For anyone, beginner or advanced collector, who has had the opportunity to attend either a local stamp show or one of the larger WSP shows, one of the experiences not to be missed at the show is visiting and viewing the philatelic exhibits on display. Whether competitive or non-competitive, exhibits provide an incredible insight into the hobby showing attendees what others collect and the possibilities available for their own collecting. Exhibits tell a story using stamps, covers and other philatelic material as the medium.
From internationally recognized award-winning exhibits to the local exhibits assembled purely for fun, whether one frame or eight frames, exhibits provide not only a visual and textual insight into the hobby but provide an incredible learning experience for the collector and philatelic researcher alike. The subject matter of exhibits can run the gamut of philately. In the General Class of competitive exhibiting alone the avenues for exhibits includes such subject matter as Aerophilately, Astrophilately, Cinderellas, First Day Covers, Picture Postcards, Postal History, Postal Stationery, Revenues, Thematic, and Topical. Other classes for exhibits include the One Frame Class, the Youth Class, Literature Class and the Non-Competitive Class.
This month’s highlighted resources are two indispensible books that assist both the exhibitor with their exhibit and provide insight and clarity into exhibit judging. The first is The Philatelic Exhibitors Handbook by Randy Neil with updates by Ada Prill [HE6215 .N398pe 2006] and the second is the APS Manual of Philatelic Judging and Exhibiting [HE6215 .A513m 2016]. Both resources provide very detailed information regarding the fundamentals of exhibiting and exhibit judging. The former is a great starting point for the beginner or intermediate exhibitor describing the “how and why” of exhibiting while introducing the exhibitor to the various classes and divisions of competitive exhibiting as well as formats and guidelines for creating an exhibit. It also includes a brief overview of judges and judging.

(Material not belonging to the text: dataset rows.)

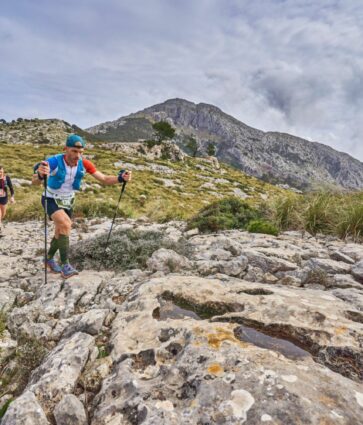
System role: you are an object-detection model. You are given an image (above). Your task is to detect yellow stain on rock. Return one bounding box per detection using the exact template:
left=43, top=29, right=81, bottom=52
left=208, top=363, right=224, bottom=376
left=319, top=395, right=337, bottom=408
left=335, top=326, right=348, bottom=335
left=207, top=328, right=248, bottom=350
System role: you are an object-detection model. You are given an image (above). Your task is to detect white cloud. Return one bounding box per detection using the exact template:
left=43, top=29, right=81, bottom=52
left=0, top=0, right=363, bottom=160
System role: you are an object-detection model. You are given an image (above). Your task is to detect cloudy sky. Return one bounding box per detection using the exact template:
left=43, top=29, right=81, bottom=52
left=0, top=0, right=363, bottom=161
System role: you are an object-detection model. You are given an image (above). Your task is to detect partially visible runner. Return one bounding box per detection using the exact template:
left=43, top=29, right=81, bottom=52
left=32, top=134, right=131, bottom=279
left=0, top=165, right=15, bottom=234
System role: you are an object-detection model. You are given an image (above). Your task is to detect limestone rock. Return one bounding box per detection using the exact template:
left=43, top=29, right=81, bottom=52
left=54, top=394, right=88, bottom=425
left=147, top=248, right=191, bottom=273
left=1, top=391, right=50, bottom=425
left=27, top=332, right=95, bottom=401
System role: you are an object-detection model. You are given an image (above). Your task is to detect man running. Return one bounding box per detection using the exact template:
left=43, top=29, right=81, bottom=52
left=0, top=165, right=15, bottom=235
left=32, top=134, right=131, bottom=279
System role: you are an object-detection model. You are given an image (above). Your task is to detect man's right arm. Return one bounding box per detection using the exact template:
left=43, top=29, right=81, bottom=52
left=32, top=161, right=50, bottom=186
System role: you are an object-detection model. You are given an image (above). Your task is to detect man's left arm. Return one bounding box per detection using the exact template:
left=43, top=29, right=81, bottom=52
left=91, top=171, right=131, bottom=185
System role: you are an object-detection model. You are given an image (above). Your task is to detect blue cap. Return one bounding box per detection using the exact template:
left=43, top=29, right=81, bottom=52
left=66, top=134, right=86, bottom=148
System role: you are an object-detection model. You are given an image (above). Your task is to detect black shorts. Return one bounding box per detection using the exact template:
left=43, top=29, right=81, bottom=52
left=0, top=196, right=8, bottom=205
left=42, top=195, right=73, bottom=219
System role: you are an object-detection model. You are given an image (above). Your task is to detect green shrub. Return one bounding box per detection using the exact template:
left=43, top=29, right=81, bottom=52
left=188, top=197, right=261, bottom=233
left=247, top=220, right=279, bottom=236
left=302, top=192, right=336, bottom=235
left=71, top=230, right=191, bottom=270
left=144, top=140, right=161, bottom=149
left=271, top=195, right=301, bottom=230
left=337, top=199, right=363, bottom=241
left=0, top=310, right=6, bottom=338
left=0, top=398, right=13, bottom=419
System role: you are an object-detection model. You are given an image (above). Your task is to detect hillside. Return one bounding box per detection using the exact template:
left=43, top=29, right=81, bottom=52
left=0, top=220, right=363, bottom=425
left=87, top=99, right=363, bottom=190
left=0, top=139, right=287, bottom=224
left=0, top=118, right=99, bottom=145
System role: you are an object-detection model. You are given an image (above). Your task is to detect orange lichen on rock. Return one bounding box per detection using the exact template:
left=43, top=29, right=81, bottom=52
left=208, top=363, right=224, bottom=376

The latter resource, now in its seventh edition, provides many of the finer details of the aforementioned classes and divisions for exhibiting as well as the particulars of exhibit formatting and creation. In contrast to the overview of judging provided in the first resource, this manual includes chapters which delineate the specific details of philatelic judging and exhibit evaluation including judging forms and a description of points scoring and medal levels. Appendices provide further information about the responsibilities of the exhibitor, definitions and guidelines for exhibit development, and administrative elements for local, national and international judging.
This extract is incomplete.